Raid in pieno giorno in un alimentari
La tensione è culminata ieri, 21 aprile, con un nuovo raid criminale. Questa volta è stata colpita una delle arterie principali che formano il cuore residenziale di Spinaceto: viale dei Caduti per la Resistenza.
Un market è stato preso di mira in pieno giorno da rapinatori che hanno agito con una spavalderia preoccupante, incuranti del fatto che la via sia una zona densamente popolata e ricca di servizi.
Insieme a viale Caduti per la Guerra di Liberazione, questa strada rappresenta il “serpentone” vitale del quartiere, e vederla violata con tale frequenza ha esasperato gli abitanti che chiedono ora un presidio costante.
Il furto con destrezza vicino all’ex Carrefour
A completare il quadro di una settimana nera si aggiunge l’episodio avvenuto presso il bar tavola calda nei pressi dell’ex Carrefour, sempre su viale degli Eroi di Rodi. Una ragazza, Roberta Rossi, è stata vittima di un furto con destrezza: tra le 12:30 e le 12:45 le è stato aperto lo zaino e sottratto il portafoglio.
La giovane ha lanciato un appello disperato per il ritrovamento dei documenti e delle tessere (tra cui una Postepay Revolution e una tessera Arci), sottolineando le difficoltà di una studentessa fuori sede nel gestire il ripristino di tutta la documentazione sottratta.
Borseggi e furti con destrezza: nel mirino anziani e pendolari
Oltre alle rapine violente nei negozi, il quartiere sta affrontando una piaga silenziosa ma altrettanto odiosa: quella dei furti con destrezza che colpiscono i cittadini nei loro momenti di quotidiana vulnerabilità.

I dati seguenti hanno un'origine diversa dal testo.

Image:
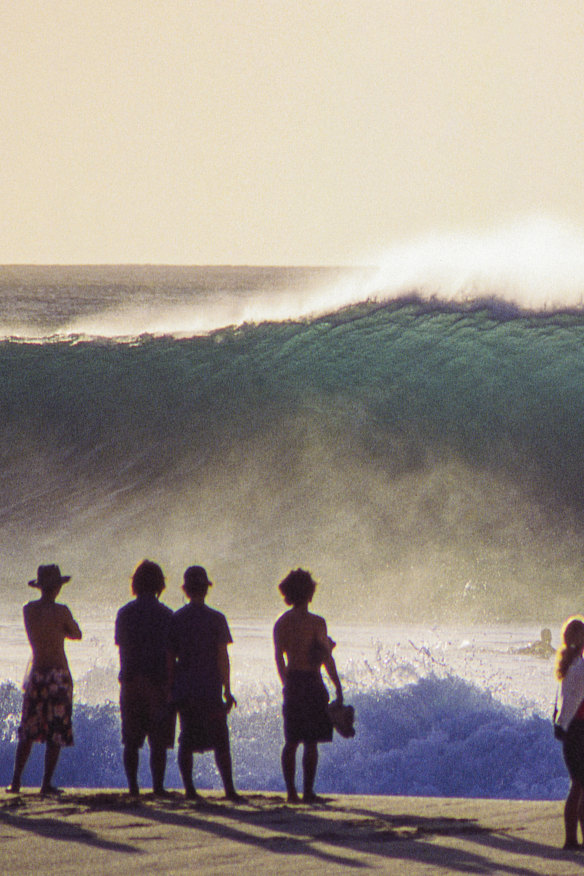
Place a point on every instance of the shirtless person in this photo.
(48, 695)
(302, 646)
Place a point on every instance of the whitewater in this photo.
(410, 432)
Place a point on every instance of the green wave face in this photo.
(418, 459)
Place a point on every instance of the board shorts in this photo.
(306, 718)
(573, 747)
(203, 725)
(47, 708)
(145, 712)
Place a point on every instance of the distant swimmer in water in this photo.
(542, 648)
(48, 693)
(302, 646)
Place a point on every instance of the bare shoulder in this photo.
(282, 622)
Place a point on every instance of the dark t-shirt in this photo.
(142, 628)
(196, 631)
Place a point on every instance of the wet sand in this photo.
(104, 832)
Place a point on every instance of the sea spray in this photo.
(422, 729)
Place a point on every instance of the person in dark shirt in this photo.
(141, 634)
(199, 673)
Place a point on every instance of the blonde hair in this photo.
(572, 645)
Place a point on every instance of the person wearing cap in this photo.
(199, 674)
(141, 634)
(48, 692)
(302, 645)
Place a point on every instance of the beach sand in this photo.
(104, 832)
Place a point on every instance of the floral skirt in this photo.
(47, 708)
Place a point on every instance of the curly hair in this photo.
(573, 644)
(297, 587)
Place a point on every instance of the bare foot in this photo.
(311, 797)
(50, 791)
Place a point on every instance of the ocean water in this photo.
(416, 442)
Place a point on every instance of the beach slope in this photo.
(105, 832)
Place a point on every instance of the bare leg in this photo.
(223, 761)
(309, 764)
(51, 758)
(571, 812)
(185, 765)
(23, 750)
(581, 811)
(289, 770)
(131, 760)
(158, 768)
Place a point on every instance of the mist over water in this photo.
(416, 441)
(412, 433)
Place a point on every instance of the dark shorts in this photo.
(47, 708)
(146, 713)
(203, 726)
(306, 718)
(574, 750)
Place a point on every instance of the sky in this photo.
(282, 131)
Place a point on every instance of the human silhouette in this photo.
(200, 677)
(302, 646)
(570, 720)
(541, 648)
(48, 691)
(141, 634)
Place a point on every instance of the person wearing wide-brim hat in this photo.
(48, 692)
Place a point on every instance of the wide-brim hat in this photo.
(49, 577)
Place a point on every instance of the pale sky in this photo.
(281, 131)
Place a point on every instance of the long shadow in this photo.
(58, 829)
(495, 837)
(166, 813)
(298, 831)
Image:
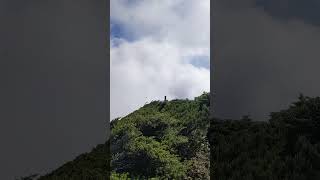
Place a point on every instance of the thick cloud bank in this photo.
(161, 49)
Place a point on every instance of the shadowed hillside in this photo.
(161, 140)
(287, 147)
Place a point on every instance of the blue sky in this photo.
(155, 52)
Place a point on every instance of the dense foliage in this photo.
(162, 140)
(285, 148)
(167, 140)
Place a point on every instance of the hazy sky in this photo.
(158, 48)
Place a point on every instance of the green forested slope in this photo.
(287, 147)
(161, 140)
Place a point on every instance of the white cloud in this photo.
(156, 63)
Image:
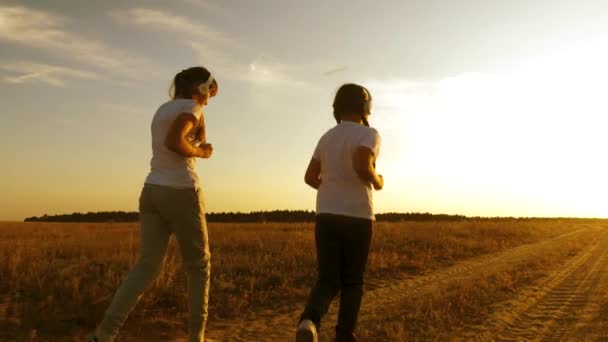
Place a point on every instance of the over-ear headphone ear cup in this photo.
(203, 88)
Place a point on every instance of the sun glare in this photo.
(532, 134)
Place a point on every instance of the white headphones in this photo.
(204, 87)
(367, 102)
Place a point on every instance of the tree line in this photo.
(254, 216)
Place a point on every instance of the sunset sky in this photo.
(485, 108)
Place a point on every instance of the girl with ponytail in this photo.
(171, 202)
(342, 170)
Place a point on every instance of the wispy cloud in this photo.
(218, 50)
(31, 72)
(49, 31)
(165, 21)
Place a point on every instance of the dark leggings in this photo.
(343, 245)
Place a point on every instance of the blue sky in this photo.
(485, 108)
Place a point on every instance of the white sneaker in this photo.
(306, 332)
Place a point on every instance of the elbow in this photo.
(175, 147)
(313, 182)
(308, 180)
(364, 174)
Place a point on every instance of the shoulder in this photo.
(178, 106)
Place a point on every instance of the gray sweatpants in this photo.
(165, 211)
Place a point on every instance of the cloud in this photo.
(31, 72)
(164, 21)
(225, 56)
(48, 31)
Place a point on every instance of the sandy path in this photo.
(565, 306)
(574, 285)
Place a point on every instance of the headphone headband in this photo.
(203, 88)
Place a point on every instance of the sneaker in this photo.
(306, 332)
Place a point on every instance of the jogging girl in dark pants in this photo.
(342, 169)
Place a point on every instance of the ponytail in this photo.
(185, 81)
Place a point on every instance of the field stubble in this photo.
(57, 279)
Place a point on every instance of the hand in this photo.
(379, 184)
(207, 150)
(200, 135)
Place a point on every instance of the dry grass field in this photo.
(471, 280)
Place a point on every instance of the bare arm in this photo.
(364, 165)
(313, 173)
(176, 138)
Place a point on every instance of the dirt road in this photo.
(569, 303)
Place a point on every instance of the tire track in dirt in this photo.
(388, 298)
(563, 306)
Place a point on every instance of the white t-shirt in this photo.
(167, 167)
(342, 192)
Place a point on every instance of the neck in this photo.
(356, 118)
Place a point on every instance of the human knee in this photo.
(200, 264)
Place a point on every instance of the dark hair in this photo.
(185, 81)
(351, 98)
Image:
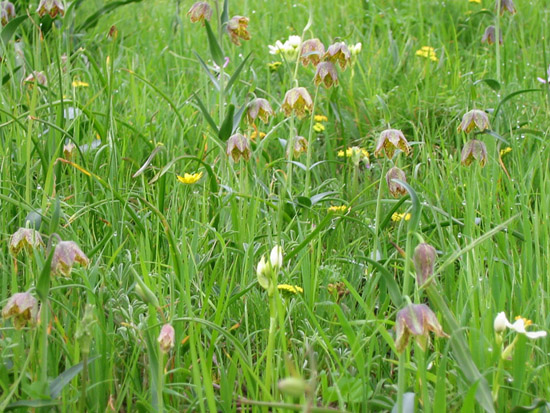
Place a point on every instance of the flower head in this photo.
(237, 29)
(506, 5)
(189, 179)
(297, 100)
(428, 52)
(312, 51)
(199, 12)
(389, 141)
(395, 188)
(25, 238)
(51, 7)
(474, 118)
(23, 307)
(166, 338)
(64, 257)
(489, 36)
(259, 108)
(326, 74)
(238, 146)
(338, 53)
(474, 150)
(7, 12)
(417, 320)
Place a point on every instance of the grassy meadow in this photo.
(204, 209)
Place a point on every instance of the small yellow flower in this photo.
(288, 289)
(190, 178)
(505, 151)
(318, 127)
(79, 83)
(396, 216)
(427, 52)
(338, 209)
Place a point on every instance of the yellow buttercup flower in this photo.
(79, 83)
(396, 216)
(190, 178)
(427, 52)
(336, 208)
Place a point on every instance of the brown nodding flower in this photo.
(312, 51)
(326, 74)
(238, 146)
(65, 255)
(167, 338)
(199, 12)
(23, 307)
(300, 146)
(389, 141)
(424, 261)
(25, 238)
(259, 108)
(237, 29)
(338, 53)
(506, 5)
(297, 100)
(395, 188)
(417, 320)
(489, 36)
(7, 12)
(474, 150)
(472, 119)
(51, 7)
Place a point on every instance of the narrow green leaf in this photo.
(215, 47)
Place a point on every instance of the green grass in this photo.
(194, 249)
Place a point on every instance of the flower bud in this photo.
(312, 51)
(23, 307)
(474, 150)
(167, 338)
(326, 74)
(424, 261)
(199, 12)
(389, 141)
(297, 100)
(395, 188)
(259, 108)
(237, 29)
(238, 146)
(474, 118)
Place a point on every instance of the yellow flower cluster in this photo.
(427, 52)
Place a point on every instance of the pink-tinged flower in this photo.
(474, 118)
(167, 338)
(259, 108)
(326, 74)
(416, 320)
(547, 81)
(312, 51)
(51, 7)
(237, 29)
(66, 254)
(424, 261)
(506, 5)
(489, 36)
(338, 53)
(7, 12)
(199, 12)
(474, 150)
(395, 188)
(238, 146)
(389, 141)
(23, 307)
(297, 100)
(25, 238)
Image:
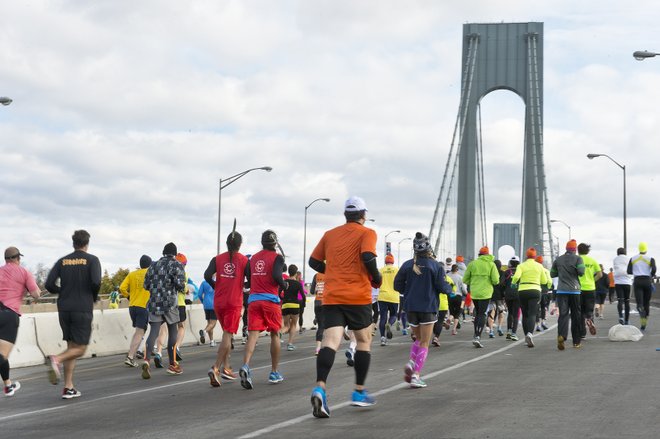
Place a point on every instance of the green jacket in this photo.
(481, 275)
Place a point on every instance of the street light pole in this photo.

Particolarmente grave è stato l’episodio avvenuto nella mattinata del 18 aprile scorso presso l’ufficio postale, dove la signora Liliana Giustin è stata vittima del violento furto della propria borsa. L’incidente ha sottratto alla donna non solo denaro, ma tutti i documenti d’identità, gettando nello sconforto la famiglia che ha lanciato un appello pubblico per il loro eventuale ritrovamento.
L’appuntamento: Il quartiere si unisce al Teatro della XII
Di fronte a questa preoccupante escalation di eventi, il CdQ Tor de’ Cenci-Spinaceto-Castel di Decima-Tre Pini (e Casal Brunori) ha deciso di chiamare a raccolta l’intera cittadinanza per un’azione coordinata e propositiva. L’appuntamento è fissato per il prossimo 4 maggio alle ore 18:00 presso il Teatro della XII a Spinaceto, un incontro che mira a superare la frammentazione dell’allarme mediatico sui social per trasformarla in una strategia comune.
Durante l’assemblea verranno presentati i risultati di un’accurata ricerca condotta sulle percezioni dei residenti in merito alla criminalità, alle fragilità urbane e alla qualità generale della vita nel quadrante.
Questo momento di confronto aperto vedrà la partecipazione attiva di cittadini e realtà locali insieme agli enti istituzionali, con l’obiettivo primario di pretendere una protezione più efficace per le zone residenziali e commerciali che gravitano attorno al Grande Raccordo Anulare e alla via Pontina. “La sicurezza di Spinaceto non può più restare un’emergenza trascurata, ma deve tornare con forza al centro dell’agenda cittadina” – in una nota social.